The relevant details of the sensational boardroom coup at Tata Sons are still not clear. The directors of the holding company of the sprawling Tata conglomerate announced on Monday that they were replacing Cyrus Mistry at the helm of affairs. The group executive council he set up has been disbanded. Ratan Tata will return as interim chairman till a new leader is found.
It is no secret that the Tata group have been struggling with several problems over the past few years. Tata Steel is burdened by the failure of its European bet. Tata Teleservices is in the midst of a messy separation with NTT DoCoMo. Tata Global Beverages is tackling stressed assets in Eastern Europe. Tata Consultancy Services continues to spew out free cash for the rest of the group but it too cannot escape the growing problems with the software services model. The Jaguar Land Rover unit of Tata Motors has been a rare success.

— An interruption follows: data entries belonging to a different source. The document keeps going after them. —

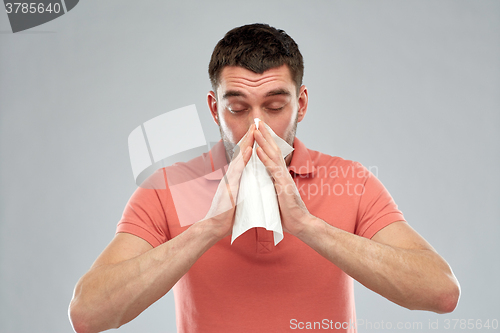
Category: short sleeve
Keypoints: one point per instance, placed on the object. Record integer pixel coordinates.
(376, 208)
(145, 216)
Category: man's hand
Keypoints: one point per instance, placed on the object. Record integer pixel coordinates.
(293, 210)
(220, 216)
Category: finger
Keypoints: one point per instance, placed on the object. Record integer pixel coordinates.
(271, 149)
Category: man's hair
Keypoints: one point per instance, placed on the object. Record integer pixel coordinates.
(256, 47)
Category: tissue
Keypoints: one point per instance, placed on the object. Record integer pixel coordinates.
(257, 203)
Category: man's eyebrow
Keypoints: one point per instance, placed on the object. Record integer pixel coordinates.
(278, 92)
(233, 93)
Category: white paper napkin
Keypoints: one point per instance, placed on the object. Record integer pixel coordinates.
(257, 204)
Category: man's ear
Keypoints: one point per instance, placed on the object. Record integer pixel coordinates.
(303, 100)
(212, 105)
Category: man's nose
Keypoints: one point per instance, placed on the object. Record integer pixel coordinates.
(256, 113)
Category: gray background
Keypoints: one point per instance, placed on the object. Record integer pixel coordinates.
(411, 87)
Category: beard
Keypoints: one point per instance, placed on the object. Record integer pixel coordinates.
(229, 146)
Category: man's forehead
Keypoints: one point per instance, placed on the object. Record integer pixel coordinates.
(234, 77)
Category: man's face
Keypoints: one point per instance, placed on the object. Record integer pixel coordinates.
(243, 95)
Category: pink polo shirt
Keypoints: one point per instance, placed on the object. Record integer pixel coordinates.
(252, 285)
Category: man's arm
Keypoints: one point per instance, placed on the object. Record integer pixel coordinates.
(130, 274)
(397, 263)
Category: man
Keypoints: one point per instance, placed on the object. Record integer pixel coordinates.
(352, 229)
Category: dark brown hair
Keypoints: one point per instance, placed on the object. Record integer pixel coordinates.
(256, 47)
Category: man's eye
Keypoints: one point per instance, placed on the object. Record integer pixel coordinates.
(236, 110)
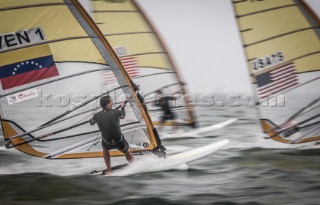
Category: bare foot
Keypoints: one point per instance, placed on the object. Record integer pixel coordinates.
(107, 173)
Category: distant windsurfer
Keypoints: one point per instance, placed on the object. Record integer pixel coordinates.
(108, 121)
(163, 102)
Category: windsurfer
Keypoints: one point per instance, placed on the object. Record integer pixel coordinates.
(108, 121)
(163, 102)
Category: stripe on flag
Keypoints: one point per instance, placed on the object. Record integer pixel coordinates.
(130, 64)
(277, 80)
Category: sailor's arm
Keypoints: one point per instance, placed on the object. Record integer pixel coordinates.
(92, 121)
(123, 113)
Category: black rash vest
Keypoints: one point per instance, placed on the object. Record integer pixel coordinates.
(109, 123)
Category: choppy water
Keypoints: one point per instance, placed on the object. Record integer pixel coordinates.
(249, 170)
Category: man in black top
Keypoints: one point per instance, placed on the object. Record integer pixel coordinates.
(108, 121)
(163, 102)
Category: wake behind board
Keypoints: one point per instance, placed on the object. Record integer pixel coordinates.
(195, 133)
(149, 163)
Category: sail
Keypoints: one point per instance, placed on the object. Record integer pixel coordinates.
(144, 55)
(282, 47)
(53, 60)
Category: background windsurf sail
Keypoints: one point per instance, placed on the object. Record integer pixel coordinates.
(144, 56)
(53, 60)
(281, 42)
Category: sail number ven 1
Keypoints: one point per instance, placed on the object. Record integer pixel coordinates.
(21, 38)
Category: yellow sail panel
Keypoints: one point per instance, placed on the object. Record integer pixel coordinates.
(19, 3)
(122, 5)
(142, 53)
(282, 46)
(245, 7)
(124, 22)
(66, 41)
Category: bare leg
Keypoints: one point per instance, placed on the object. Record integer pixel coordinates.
(106, 157)
(129, 156)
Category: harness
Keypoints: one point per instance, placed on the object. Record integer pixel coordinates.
(113, 142)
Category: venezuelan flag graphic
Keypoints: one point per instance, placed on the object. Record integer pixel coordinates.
(27, 71)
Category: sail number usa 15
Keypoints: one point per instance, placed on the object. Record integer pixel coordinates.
(21, 38)
(267, 61)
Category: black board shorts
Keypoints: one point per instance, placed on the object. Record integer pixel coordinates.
(122, 145)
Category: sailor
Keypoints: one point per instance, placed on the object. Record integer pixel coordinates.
(108, 121)
(163, 102)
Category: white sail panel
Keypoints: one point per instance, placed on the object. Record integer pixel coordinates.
(131, 35)
(281, 42)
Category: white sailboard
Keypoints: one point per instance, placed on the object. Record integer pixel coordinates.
(151, 163)
(195, 133)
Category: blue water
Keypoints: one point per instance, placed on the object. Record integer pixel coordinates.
(249, 170)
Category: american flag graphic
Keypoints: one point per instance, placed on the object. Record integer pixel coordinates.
(277, 80)
(130, 64)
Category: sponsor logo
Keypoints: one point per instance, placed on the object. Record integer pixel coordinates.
(22, 96)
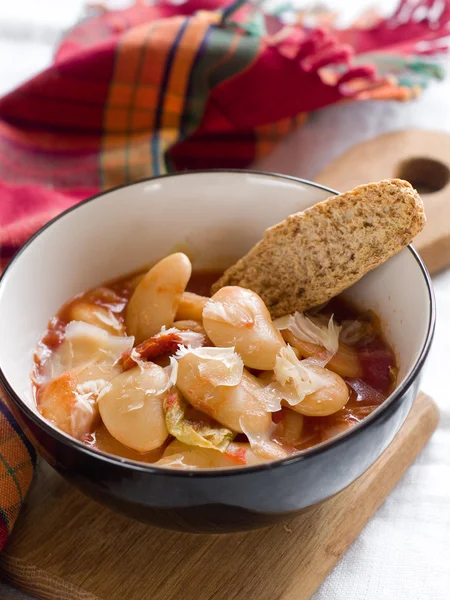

Mistry inherited these legacies, as he himself made clear in an interview to his internal communications department a few weeks ago. The market capitalisation of the overall Tata Group too grew faster than the benchmark indices during the nearly four years he was in charge, as an analysis in the Mark to Market column of this newspaper showed. This should not be seen as a blame game — the ambitious global expansion launched by Ratan Tata during the second half of his tenure was against the backdrop of a booming global economy. Much has changed since then.
Curiously, the challenges that Mistry faced when he took charge of the Tata Group nearly four years ago has striking parallels with the battles that Ratan Tata had to fight when J.R.D. Tata stepped down in his favour. Ratan Tata had to streamline a sprawling industrial empire that had little strategic synergy. His battle to streamline the group led to a clash with powerful corporate satraps who had tremendous influence in the loose federation that J. R. D. oversaw.
Mistry had similar challenges—to take a hard look at the relevance of the business portfolio in the new circumstances, build a team that was close to him rather than the previous chairman and chart out a new strategic roadmap for the group. (One of the finest achievements of Ratan Tata before he became group head was to commission two strategy reports in the 1980s in order to push the Tata Group into emerging areas such as telecom.)
Ratan Tata had two decades to make his mark. There is no doubt that he left behind a much larger, better managed and more competitive conglomerate. But Mistry got less than four years to set his house in order. Was that enough? A question worth asking in this context is whether his removal was less to do with the ability to deal with legacy issues and more to do with a lack of clarity about the future. Or was it just a clash of personalities?
Either way, there can be no doubt that the entire imbroglio reflects poorly on the Tata Group, which is equally admired for its commitment to business ethics as it is criticised for its secretive governance that sometimes borders on arrogance. One immediate analogy that comes to mind is the decision of the Infosys board to bring by N. R. Narayana Murthy for some time before Vishal Sikka was brought in to lead the technology firm into a new era. The other is the 1985 boardroom coup at Apple that led to the ouster of Steve Jobs, though he returned to take charge of the company in 1997.
There is one positive in the ongoing Tata imbroglio. Indian boards are usually very timid when it comes to taking on powerful chairmen. Tata Sons is a private company with a very complex holding structure, and with likely undercurrents of family tension, but the readiness of a powerful board to replace its chairman should not be ignored. We wish there are more such instances of tough board action in listed companies.
The Tata saga may stretch on for some time. Some more credible information could also gradually drip into the public arena. There is no doubt that the ouster of Mistry will go down as a landmark event in Indian business history.